Jackson Structured Programming

From Wikipedia, the free encyclopedia

Jackson Structured Programming or JSP is a method for structured programming based on correspondences between data stream structure and program structure. JSP structures programs and data in terms of sequences, iterations and selections, and as a consequence it is applied when designing a program's detailed control structure, below the level where object-oriented methods become important[1][2].

Contents

[edit] Introduction

JSP was originally developed in the 1970s by Michael A. Jackson and documented in his 1975 book Principles of Program Design[3]. Jackson's aim was to make COBOL batch file processing programs easier to modify and maintain, but the method can be used to design programs for any programming language that has structured control constructs, languages such as C, Java and Perl. Despite its age, JSP is still in use and is supported by diagramming tools such as Microsoft's Visio and CASE tools such as Jackson Workbench [4].

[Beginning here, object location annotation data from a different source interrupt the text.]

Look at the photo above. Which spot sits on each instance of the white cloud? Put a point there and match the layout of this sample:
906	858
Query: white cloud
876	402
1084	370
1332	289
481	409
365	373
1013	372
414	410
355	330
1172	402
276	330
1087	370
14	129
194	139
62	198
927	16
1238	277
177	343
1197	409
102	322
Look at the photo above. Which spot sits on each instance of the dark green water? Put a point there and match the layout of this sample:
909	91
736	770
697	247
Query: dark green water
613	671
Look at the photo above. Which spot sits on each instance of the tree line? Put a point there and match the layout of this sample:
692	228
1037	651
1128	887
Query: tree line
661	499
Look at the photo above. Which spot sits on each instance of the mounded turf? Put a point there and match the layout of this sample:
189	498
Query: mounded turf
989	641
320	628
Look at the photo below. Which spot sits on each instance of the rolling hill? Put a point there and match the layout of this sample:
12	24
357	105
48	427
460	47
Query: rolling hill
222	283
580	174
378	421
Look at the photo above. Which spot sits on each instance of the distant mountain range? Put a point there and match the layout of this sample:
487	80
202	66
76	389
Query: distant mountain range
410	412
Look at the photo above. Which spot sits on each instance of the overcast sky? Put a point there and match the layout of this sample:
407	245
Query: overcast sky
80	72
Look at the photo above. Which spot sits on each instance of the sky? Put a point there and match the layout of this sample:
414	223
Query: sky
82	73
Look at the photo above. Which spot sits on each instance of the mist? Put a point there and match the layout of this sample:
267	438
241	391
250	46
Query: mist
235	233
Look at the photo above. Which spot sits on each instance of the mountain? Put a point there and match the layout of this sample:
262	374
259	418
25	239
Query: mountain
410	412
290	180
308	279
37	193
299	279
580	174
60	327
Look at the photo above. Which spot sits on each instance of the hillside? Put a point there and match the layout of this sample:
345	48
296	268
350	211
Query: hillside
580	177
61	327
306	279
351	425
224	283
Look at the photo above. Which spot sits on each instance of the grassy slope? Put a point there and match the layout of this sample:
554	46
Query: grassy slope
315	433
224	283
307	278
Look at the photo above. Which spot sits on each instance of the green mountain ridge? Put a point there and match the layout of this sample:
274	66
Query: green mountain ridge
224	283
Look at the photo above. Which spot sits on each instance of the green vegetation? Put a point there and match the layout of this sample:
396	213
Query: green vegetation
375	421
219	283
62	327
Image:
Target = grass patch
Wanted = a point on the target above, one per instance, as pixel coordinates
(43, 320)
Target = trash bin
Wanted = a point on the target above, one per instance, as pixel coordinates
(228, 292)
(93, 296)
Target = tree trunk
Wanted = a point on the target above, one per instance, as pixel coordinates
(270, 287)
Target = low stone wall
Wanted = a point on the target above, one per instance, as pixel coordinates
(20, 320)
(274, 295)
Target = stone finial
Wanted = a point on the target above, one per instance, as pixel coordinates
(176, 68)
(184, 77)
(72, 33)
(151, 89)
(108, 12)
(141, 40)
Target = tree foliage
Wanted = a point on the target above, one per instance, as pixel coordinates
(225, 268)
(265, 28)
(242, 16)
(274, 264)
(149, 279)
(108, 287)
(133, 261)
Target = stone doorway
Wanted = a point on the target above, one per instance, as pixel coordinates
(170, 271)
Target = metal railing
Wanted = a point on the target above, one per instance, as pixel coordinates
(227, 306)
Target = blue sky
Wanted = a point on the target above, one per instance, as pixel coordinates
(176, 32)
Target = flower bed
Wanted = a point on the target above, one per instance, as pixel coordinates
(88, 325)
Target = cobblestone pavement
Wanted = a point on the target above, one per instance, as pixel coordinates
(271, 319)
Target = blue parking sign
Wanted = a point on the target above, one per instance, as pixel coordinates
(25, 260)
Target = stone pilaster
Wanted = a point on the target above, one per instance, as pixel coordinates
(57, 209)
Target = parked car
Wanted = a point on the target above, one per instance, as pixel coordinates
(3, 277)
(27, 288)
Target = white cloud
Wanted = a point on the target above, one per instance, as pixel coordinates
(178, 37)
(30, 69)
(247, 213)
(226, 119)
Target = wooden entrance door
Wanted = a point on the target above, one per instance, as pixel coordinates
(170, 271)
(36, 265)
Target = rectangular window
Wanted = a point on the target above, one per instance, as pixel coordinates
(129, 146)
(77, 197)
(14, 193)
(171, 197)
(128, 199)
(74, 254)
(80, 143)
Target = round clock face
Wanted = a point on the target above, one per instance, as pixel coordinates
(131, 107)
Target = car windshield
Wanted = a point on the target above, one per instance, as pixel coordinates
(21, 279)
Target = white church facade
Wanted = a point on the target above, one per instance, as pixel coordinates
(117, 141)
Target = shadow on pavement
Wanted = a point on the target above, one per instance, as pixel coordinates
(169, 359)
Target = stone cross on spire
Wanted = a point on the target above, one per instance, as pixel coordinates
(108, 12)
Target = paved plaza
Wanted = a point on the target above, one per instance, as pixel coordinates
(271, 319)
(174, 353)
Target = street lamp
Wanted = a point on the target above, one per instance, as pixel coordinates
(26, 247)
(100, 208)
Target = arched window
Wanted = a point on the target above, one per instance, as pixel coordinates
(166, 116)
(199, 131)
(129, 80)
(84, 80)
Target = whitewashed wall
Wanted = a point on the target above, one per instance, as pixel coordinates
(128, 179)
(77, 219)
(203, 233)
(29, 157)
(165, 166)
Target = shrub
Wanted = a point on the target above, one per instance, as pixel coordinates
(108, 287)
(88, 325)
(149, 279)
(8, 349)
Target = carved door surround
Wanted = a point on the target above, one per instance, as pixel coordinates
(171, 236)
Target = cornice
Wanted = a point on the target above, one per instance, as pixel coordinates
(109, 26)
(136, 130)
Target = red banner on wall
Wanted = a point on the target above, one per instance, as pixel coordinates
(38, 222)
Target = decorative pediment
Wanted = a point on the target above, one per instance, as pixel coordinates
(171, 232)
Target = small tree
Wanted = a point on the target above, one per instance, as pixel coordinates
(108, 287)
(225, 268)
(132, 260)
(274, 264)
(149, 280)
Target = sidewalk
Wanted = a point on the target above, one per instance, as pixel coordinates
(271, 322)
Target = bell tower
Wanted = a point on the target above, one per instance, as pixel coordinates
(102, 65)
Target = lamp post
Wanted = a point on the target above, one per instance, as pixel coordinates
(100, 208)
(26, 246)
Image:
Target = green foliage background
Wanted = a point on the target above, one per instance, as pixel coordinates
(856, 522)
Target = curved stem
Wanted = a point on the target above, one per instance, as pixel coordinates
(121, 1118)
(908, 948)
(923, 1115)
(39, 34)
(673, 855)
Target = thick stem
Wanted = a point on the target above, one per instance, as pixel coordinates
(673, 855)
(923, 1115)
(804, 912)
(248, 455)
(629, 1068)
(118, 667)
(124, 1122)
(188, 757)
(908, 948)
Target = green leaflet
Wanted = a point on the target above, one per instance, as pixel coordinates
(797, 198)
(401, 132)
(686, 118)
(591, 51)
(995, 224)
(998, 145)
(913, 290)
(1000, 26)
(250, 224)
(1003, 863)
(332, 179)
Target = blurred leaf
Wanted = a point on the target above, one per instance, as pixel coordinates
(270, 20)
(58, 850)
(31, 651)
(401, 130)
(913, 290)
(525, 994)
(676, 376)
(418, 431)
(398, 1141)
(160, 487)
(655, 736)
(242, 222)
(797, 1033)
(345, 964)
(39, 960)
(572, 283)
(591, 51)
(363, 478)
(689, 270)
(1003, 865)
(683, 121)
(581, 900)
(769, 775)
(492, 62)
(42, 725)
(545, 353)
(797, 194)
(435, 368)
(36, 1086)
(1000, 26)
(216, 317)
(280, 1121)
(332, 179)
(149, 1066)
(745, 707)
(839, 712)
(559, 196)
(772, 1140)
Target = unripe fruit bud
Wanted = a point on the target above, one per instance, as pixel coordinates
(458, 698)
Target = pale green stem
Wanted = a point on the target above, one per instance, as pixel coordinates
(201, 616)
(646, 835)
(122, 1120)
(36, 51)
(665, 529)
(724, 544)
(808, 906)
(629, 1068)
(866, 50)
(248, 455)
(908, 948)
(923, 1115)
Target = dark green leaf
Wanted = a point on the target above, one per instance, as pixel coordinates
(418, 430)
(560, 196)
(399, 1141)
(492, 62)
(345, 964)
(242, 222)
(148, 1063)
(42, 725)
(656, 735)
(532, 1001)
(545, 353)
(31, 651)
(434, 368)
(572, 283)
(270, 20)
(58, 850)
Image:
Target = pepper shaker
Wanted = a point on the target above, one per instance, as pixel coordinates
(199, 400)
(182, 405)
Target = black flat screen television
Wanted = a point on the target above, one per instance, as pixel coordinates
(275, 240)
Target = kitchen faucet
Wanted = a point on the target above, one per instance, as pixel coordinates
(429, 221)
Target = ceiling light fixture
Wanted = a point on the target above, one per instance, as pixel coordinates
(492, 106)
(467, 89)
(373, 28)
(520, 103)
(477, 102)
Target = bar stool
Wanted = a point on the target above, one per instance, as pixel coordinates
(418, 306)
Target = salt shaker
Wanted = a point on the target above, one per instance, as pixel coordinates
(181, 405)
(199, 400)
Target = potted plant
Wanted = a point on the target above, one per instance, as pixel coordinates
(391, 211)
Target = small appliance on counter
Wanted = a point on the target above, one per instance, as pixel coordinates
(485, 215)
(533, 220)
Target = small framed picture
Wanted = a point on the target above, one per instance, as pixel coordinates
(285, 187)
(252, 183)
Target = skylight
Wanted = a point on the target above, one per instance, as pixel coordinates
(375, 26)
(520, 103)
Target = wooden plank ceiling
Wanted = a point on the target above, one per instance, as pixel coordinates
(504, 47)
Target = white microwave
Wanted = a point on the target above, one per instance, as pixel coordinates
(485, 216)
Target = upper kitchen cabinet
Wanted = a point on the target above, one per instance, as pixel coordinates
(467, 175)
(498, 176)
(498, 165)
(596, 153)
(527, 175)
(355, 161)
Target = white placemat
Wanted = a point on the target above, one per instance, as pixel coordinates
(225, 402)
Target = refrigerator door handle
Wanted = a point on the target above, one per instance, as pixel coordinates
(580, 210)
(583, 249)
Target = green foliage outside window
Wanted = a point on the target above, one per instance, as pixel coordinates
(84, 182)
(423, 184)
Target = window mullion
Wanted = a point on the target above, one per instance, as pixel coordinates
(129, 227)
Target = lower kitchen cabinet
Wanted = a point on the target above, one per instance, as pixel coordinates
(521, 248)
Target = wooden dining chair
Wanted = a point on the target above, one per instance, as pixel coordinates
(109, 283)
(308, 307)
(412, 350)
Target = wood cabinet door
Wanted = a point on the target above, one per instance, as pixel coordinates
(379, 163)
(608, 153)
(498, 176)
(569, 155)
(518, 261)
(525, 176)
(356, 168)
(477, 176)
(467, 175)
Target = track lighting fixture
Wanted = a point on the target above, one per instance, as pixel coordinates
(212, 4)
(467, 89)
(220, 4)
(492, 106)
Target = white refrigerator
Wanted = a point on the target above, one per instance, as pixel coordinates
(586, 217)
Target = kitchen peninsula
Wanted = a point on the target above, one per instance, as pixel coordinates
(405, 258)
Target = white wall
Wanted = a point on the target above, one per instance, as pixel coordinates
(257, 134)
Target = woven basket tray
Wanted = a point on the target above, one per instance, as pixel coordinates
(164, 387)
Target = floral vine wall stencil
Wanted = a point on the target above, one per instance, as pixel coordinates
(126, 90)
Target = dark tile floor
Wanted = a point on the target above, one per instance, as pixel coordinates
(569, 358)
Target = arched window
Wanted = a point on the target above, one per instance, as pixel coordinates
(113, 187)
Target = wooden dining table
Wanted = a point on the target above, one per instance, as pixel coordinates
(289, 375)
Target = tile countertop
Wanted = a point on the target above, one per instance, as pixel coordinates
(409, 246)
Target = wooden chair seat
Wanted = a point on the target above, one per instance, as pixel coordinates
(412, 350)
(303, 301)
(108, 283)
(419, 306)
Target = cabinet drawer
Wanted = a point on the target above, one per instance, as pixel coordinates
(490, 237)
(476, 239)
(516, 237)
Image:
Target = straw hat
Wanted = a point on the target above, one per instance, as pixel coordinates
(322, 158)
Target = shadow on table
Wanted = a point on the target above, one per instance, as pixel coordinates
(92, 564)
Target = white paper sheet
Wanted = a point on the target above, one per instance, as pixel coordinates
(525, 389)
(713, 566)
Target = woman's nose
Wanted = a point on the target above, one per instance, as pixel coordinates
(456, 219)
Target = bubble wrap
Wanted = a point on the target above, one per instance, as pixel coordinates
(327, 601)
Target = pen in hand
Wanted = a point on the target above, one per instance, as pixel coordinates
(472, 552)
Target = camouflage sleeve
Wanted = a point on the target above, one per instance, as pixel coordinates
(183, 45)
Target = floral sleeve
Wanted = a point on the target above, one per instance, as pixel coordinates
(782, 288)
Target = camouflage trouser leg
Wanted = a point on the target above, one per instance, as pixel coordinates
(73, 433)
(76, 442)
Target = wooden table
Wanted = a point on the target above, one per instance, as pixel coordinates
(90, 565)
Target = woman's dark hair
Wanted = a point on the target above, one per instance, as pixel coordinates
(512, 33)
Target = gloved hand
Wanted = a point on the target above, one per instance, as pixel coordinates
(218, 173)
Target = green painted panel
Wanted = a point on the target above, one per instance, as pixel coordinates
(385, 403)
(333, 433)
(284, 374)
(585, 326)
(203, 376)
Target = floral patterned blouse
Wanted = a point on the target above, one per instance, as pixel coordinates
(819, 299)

Jackson Structured Programming was seen by many as related[5] to Warnier Structured Programming[6], but the latter method focused almost exclusively on the structure of the output stream. JSP and Warnier's method both structure programs and data using only sequences, iterations and selections, so they essentially create programs that are parsers for regular expressions which simultaneously match the program's input and output data streams.

Because JSP focusses on the existing input and output data streams, designing a program using JSP is claimed to be more straightforward than with other structured programming methods, avoiding the leaps of intuition needed to successfully program using methods such as top-down decomposition[7].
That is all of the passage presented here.